“God Bless America.”
“Easter Parade.”
“White Christmas.”
And my personal favorite, “Oh, How I Hate to Get Up in the Morning.”
It’s pretty safe to say that Irving Berlin, the tunesmith behind White Christmas, is America’s songwriter. He’s got a melody for every occasion and then some. It’s a funny turn of fate, perhaps, or a prototypical American story: This most American of composers was a Jewish immigrant, born Israel Baline, who came of age in the tenements of New York’s Lower East Side and broke into show business as a singing waiter while still a teenager.
As composer and colleague Jerome Kern once said, “Irving Berlin has no place in American music. He is American music.” Heady stuff for a guy who had only two years of formal schooling and never learned to read or write music.
Irving Berlin (1888-1989) wrote a century’s worth of music — more than 900 songs, 19 musicals and 18 movie scores. One of those movies, 1942’s Holiday Inn introduced the song “White Christmas.” Twelve years later that movie was reshaped around its most popular melody and released as White Christmas, starring Bing Crosby, Danny Kaye, Rosemary Clooney and Vera-Ellen. In some American households, it isn’t Christmas until White Christmas has been screened.
The tune itself was written as a lament when Berlin was stuck in hot and sunny Los Angeles during the holiday season and longed for the brisk, white days of an East Coast Christmas.
In 2004, 50 years after it hit movie theaters and 15 years after Berlin died at age 101, White Christmas became a stage musical. It premiered in San Francisco, has played extended runs all over the country and even has a British company that’s in its fifth season, according to choreographer Randy Skinner, who’s been with the project since its beginning and earned Tony Award and Drama Desk nominations for his work.
The show played Broadway the past two holiday seasons but won’t powder the Great White Way this year as producers reshape it for quick stops on the road. After previewing in Chattanooga and debuting in Atlanta, it will be seen only in Greenville, S.C.; Hartford, Conn.; Schenectady, N.Y., Tampa; Charlotte; and Chicago – an itinerary likely to include some snow.
The stage musical is mostly faithful to the movie. It’s still the tale of a couple of Army buddies turned song-and-dance men who meet up with a sister act to make sparks fly. There are two major differences onstage, however: The score has been plumped with the addition of many Berlin standards, and it has been infused with dance.
Gone are “Choreography,” “Mandy” and “Gee, It’s Good to Be Back in the Army.” All were cut thoughtfully and for specific reasons, Skinner says. “Mandy” because of its dated and possibly offensive references to minstrel shows and “Army” out of sensitivity to those serving in the Iraq and Afghanistan wars.
What audiences get instead are “Let Yourself Go,” “Blue Skies,” “I Love a Piano,” “How Deep Is the Ocean” and “I’ve Got My Love to Keep Me Warm” along with the iconic “Sisters,” “Snow” and “Count Your Blessings Instead of Sheep.”
Berlin, who wrote four movies for Fred Astaire and Ginger Rogers, clearly understood dancing, Skinner says. He was among the first composers to play with syncopation, and many of his songs have “dance” in the title or deal with some form of dancing in the lyrics, not the least of which is “The Best Things Happen While You’re Dancing” in White Christmas.
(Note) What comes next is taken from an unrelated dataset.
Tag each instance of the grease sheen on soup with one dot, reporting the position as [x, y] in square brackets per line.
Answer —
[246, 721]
So Skinner, who began his choreography career assisting the great Gower Champion on the original 42nd Street, gives us big tap production numbers, ballroom jazz, vaudeville, Fred-and-Ginger-type partner dances and a curtain call surprise.
“I really racked my brain to leave the audience with something [that] hasn’t been seen before,” he says. “How do you build the evening, pace the show so the numbers fall at the right place?”
He knows it’s tough to tinker with such an iconic movie but thinks the stage show, with its orchestrations, costumes and dances, successfully transports theatergoers back to that Vermont inn in 1954.
“It’s tricky. It’s a very tricky thing to do,” says Skinner, who in his dancing days performed alongside the likes of Ann Miller, Cyd Charisse and Mickey Rooney. “I think it delivers in the way the movie does but with even more numbers. I do think audiences walk away feeling that they’ve seen the movie onstage.”
Kathy Janich is an Atlanta theater artist and freelance writer. After years in daily newspapers, she’s found a joyous second career as an artistic associate at Atlanta’s Synchronicity Theatre, synchrotheatre.com.